How well these investments pay off in the long run depends on whether the trends hold.
"We think there is unmet demand for luxury hotel product such as the St. Regis," said Douglas Greene, a managing member of Haberhill, a Potomac investment firm that is a partner in the St. Regis. "Do we think there is endless demand and upside for the rest of the market? The answer is no."
For now, hotels are refurbishing everything from the carpets on their floors to the pipes in their walls. The Jefferson will uncover its lobby skylight for the first time in decades, allowing the original, barrel-vaulted ceiling to reflect natural light into the entry and registration areas. The St. Regis makeover, which owners hope will preserve its clubby, high-ceilinged corner bar, includes buying an adjacent townhouse to contain a slick new fitness center. Hotels whose history was a key part of their charm are getting modern upgrades -- heating systems that can vary the temperature from room to room, central air, Internet hookups, snazzy bathrooms. And prices are going up: When it reopens this fall, the St. Regis will charge $650 for a standard room, up $100 from its pre-renovation price.

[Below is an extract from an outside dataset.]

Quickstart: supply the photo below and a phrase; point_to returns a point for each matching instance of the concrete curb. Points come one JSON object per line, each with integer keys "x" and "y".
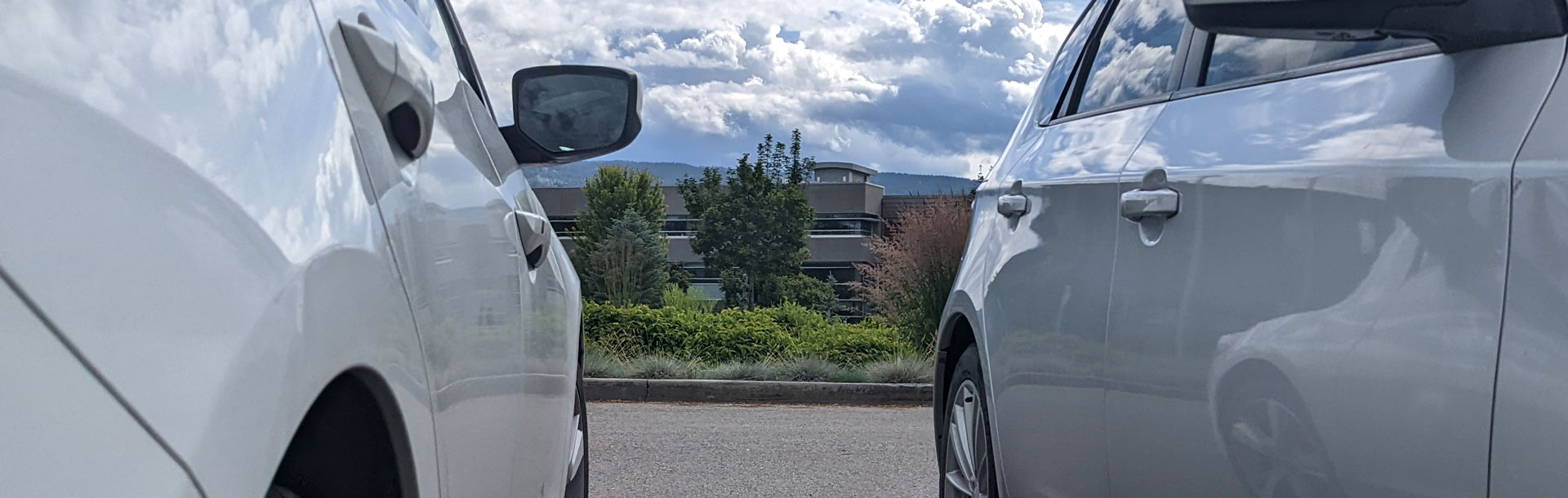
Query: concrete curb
{"x": 681, "y": 390}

Meanwhile, some hotel owners, including private-equity funds, are taking the current bull market as an opportunity to cash out. Two years ago, Thayer Lodging Group, a private-equity fund headed by Frederic V. Malek, sold its 1,300-room Marriott Wardman Park Hotel at Connecticut Avenue and Woodley Road NW to JBG Cos. for $302 million, up from the $210 million the company had paid six years earlier. JBG is investing in the hotel and adding residences.
"We made two and a half times our equity," Malek said. "It's been a very frothy market if you are a seller." He added that JBG could expect to do well in this market.
The Hotel Washington, whose rooftop restaurant overlooks the White House grounds, was sold twice last year. In the spring, it was bought by Westbrook Partners, an investment group, for about $120 million from the Texas family that had owned it for decades. Barely six months later, with hotel prices soaring, Westbrook flipped the property, selling it to the royal family of Dubai, United Arab Emirates, for $150 million.
Others are bullish and buying. Connecticut-based Rockwood Capital paid $250 million in March for the 660-room Mayflower. The Mayflower's seller, a venture capital group made up of Walton Street Capital, Rockpoint Group and SCS Advisors, had purchased the hotel in 2005.
The new owners are planning further remodeling on top of the $11 million that was done to the Mayflower's meeting rooms prior to Rockwood's purchase.